As Provosts, we are here to provide guidance as you enter the University and make your way through your degrees. We are not here to compel you toward any one perspective in this difficult strike, but rather to encourage you to think critically. We think it is part of the privilege and duty of a university education to aspire to principles of free expression and free inquiry. You always have the freedom to express your thoughts and grievances to the administration — you can report the need for more electives that fulfill a particular GE requirement, more representation of trans- or non-binary histories, report an instructor’s discussion of the strike, or request more quarters of advanced Arabic. Alongside those freedoms, Kresge and Oakes Colleges also champion the same principles for your instructors — we believe that their freedom to teach, in the ways they deem most relevant and meaningful, to be part of what makes a truly great college education at UCSC. We are concerned that the reporting form creates a climate of surveillance for instructors, especially TAs and lecturers, who choose to participate in strike actions or who discuss the strike in class. This would go against our principles of academic freedom.

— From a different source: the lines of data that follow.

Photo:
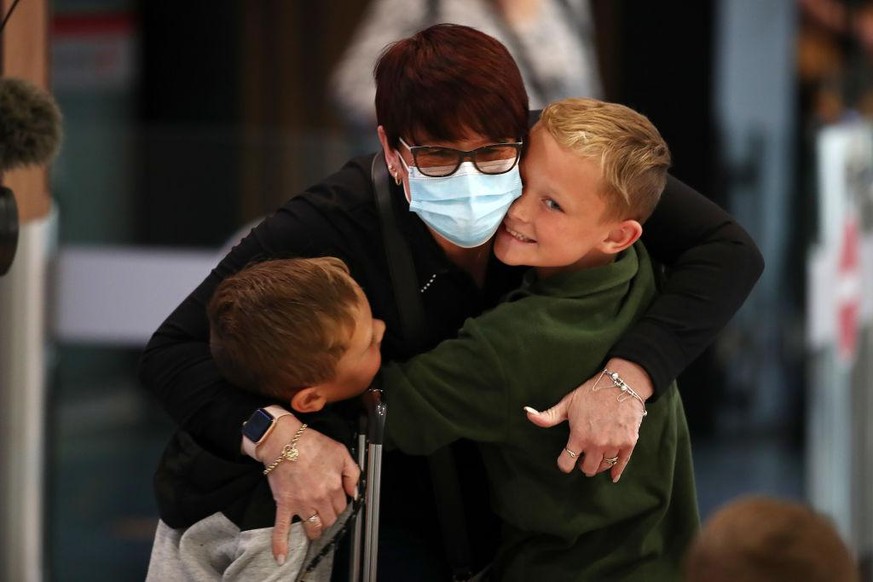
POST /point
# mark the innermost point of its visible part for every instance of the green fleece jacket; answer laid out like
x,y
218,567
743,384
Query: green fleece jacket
x,y
532,349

You have all experienced a number of disruptions since you arrived at UC Santa Cruz. Our country continues to wage war, we have grown used to the travel ban and inhumane immigration detention and border patrol policies. We’ve all experienced the effects of climate change in the PGE power outages of the Fall quarter. Many of you have done without grades in some of your Fall classes due to strike actions. These disruptions, of course, come atop the big changes in your life that are part of college. We as provosts want you to consider these disruptions as part of your experience of the social forces we’ve come to understand through College 1. We encourage you to use the critical thinking and reading skills you practiced in Core, as well as the communities of engagement and discussion you’ve developed so far, to consider the disruptions facing you now. Be part of the conversation — ask questions and tell people what you think.
We want you to share your concerns with us when you have them. As your provosts we would love to hear from you. Your advising and student life teams, as well as many other campus resources, are also here to hear your concerns and help. As provosts, we have already made accommodations for academic review given the grading strike. We support the graduate students who are taking a stand against the impossible cost of living in Santa Cruz, and we also see that this impacts our students. We believe the strikers are sensitive to these concerns, and we are here to support you, our students, through the strike. We expect the University of California to provide opportunities for education that are accessible, and that build the educated society in which we aspire to live. We hope the strike is resolved soon, and in a way that allows our graduate students and TAs to focus on the teaching and research they are here to do.